"Additional amount": qualificato come reddito di capitale

28 Settembre 2023

L’Agenzia delle Entrate, nella risposta 420/2023 esamina il regime fiscale applicabile ai cosiddetti interessi da equalizzazione (additional amount), che vengono corrisposti al fondo dai “nuovi investitori” e distribuiti dal fondo stesso agli “investitori precedenti”.

Infatti, il regolamento o l’atto istitutivo degli organismi di investimento collettivo di tipo chiuso prevededono frequentemente che, durante il periodo di sottoscrizione, l’adesione dei partecipanti possa avvenire in più fasi.

In tal caso, al fine di garantire parità di trattamento fra nuovi investitori e investitori iniziali, il regolamento prevede anche che i nuovi entrati debbano versare un importo addizionale. Tale importo svolge la funzione di sostanziale remunerazione degli investitori originari per l’impiego del capitale per un tempo maggiore.

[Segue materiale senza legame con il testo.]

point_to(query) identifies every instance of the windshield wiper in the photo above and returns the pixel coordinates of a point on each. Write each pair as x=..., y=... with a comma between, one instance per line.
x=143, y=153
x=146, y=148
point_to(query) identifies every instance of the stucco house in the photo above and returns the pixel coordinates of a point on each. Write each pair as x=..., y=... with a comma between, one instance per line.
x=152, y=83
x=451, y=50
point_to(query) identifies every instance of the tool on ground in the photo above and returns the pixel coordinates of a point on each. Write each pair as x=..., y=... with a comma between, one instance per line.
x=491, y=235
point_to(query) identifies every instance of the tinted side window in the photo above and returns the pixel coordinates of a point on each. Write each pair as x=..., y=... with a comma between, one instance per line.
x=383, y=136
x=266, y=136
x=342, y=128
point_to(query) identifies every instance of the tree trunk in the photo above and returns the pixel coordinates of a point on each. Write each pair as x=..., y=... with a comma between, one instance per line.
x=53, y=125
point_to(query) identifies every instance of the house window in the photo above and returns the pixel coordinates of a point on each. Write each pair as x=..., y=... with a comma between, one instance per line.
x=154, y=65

 Tale importo viene distribuito agli investitori precedenti, in proporzione alla quota di ciascuno. Le quote degli investitori originari non subiscono riduzioni.

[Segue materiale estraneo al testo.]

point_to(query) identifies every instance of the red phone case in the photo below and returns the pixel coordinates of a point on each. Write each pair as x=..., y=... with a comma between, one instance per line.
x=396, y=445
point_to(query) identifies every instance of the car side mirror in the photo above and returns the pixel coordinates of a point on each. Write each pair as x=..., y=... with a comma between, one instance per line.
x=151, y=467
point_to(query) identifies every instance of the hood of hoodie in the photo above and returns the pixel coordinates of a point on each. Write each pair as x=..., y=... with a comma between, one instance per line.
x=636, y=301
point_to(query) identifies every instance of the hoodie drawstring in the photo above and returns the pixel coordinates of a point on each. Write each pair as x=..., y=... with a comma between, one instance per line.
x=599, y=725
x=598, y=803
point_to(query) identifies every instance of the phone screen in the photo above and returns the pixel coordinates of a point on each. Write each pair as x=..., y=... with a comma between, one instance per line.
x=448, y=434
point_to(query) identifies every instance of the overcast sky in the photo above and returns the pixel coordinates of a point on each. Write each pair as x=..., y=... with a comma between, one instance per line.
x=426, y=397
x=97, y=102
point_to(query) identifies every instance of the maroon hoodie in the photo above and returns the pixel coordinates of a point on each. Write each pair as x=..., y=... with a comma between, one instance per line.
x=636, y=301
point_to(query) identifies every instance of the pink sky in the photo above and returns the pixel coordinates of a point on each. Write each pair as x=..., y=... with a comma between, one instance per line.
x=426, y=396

Secondo l’Agenzia delle Entrate, tale importo è assimilabile ad un provento distribuito dal fondo, tassabile nell’ambito dell’articolo 44, comma 1, lettera g) del Tuir.

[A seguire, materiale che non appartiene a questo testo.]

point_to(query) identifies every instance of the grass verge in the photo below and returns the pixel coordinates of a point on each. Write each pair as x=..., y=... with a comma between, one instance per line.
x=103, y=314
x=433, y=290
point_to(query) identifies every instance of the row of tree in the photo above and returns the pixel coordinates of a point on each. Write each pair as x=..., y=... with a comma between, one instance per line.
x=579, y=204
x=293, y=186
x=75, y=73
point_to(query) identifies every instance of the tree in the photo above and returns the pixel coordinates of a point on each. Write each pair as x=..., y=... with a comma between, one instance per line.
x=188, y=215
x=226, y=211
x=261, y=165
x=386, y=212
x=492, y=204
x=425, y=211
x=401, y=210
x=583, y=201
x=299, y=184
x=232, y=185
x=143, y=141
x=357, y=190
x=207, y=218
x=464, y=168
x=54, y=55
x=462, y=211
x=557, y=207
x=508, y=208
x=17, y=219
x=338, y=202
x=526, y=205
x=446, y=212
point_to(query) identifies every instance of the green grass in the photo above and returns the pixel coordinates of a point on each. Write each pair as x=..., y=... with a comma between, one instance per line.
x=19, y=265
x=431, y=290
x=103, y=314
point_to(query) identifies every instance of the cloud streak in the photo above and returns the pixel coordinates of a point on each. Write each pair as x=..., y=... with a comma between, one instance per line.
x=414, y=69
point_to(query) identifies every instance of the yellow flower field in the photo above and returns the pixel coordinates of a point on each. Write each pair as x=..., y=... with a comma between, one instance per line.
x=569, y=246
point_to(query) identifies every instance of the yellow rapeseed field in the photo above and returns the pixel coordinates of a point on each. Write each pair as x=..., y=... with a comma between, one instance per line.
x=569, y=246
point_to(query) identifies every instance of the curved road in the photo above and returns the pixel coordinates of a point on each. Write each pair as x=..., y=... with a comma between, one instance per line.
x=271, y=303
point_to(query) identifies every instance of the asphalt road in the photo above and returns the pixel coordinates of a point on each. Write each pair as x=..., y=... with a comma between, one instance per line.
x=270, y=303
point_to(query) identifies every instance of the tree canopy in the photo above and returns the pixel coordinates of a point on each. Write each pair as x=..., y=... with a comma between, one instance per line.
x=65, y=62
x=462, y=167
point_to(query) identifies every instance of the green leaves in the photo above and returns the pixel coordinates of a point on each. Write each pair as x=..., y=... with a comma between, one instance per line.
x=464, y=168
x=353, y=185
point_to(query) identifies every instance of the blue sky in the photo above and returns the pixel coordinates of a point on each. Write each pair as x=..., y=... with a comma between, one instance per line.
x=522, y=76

Di conseguenza il gestore del fondo italiano, o il soggetto che interviene nella riscossione del provento, applica la ritenuta prevista dall’articolo 26-quinquies del Dpr 600/1973 nei confronti degli investitori italiani e di quelli esteri non “white list”.

Se il fondo, come nel caso della risposta dell’Agenzia, è istituito all’estero, la tassazione opera solo nei confronti degli investitori italiani (articolo 10-ter, L. 77/1983; circolare 19/2013).

Non sono stati forniti chiarimenti in merito agli effetti fiscali in capo al soggetto che ha versato l’importo in questione. Ragionevolmente, come evidenziato in dottrina, l’importo dovrebbe aumentare il costo della partecipazione.

Per completezza, la soluzione adottata dall’Agenzia delle Entrate è stata criticata da parte della dottrina la quale ha ritiene che, almeno in determinati casi, la somma in questione non dovrebbe assumere rilevanza reddituale in quanto qualificabile come “interesse compensativo”. Trattasi in estrema sintesi degli interessi corrisposti ad un soggetto per ristorarlo del mancato godimento dei frutti civili. Essi reintegrerebbero una perdita patrimoniale e, come tali, non assumerebbero rilievo ai fini delle imposte sul reddito. Come evidenziato dall’Agenzia delle Entrate, “[l]a ratio degli interessi compensativi è, infatti, quella di non privare il contraente che abbia adempiuto la propria prestazione, avente ad oggetto beni fruttiferi, dei frutti che gli stessi producono, attribuendo in tal modo un ingiustificato vantaggio all’altra parte” (Cfr. Circolare 24/1979).

La non rilevanza reddituale degli interessi compensativi è stata confermata dalla relazione illustrativa al D.lgs. n. 461/1997 nella quale viene precisato come gli interessi in questione non siano riconducibili ad alcuna categoria di reddito di capitale, nemmeno all’ipotesi di chiusura di cui all’art. 44, c. 1, lett. H). In particolare, “venendo alla norma di definizione e di chiusura di cui alla lettera h), si è utilizzata l’espressione “gli interessi e gli altri proventi derivanti da altri rapporti aventi per oggetto l’impiego del capitale”, per sottolineare, dal punto di vista economico, che il reddito di capitale si caratterizza come tipica fattispecie di reddito prodotto (a differenza del reddito diverso – guadagno di capitale espressione economica di un reddito entrata) e, dal punto di vista giuridico, che per la produzione di un reddito (frutto economico del capitale) è necessaria l’esistenza di un atto (negozio od altro rapporto) di impiego del capitale. Tale definizione è apparsa già sufficientemente chiara per escludere dalla categoria in esame tutte quelle somme che non siano frutto di un atto di impiego del capitale, quali, in particolare, i cosiddetti interessi compensativi dovuti a titolo di mera reintegrazione di una posizione di perdita patrimoniale. Si è ritenuto, pertanto, non necessario ripetere l’esclusione degli interessi compensativi, presente nell’attuale art. 41”.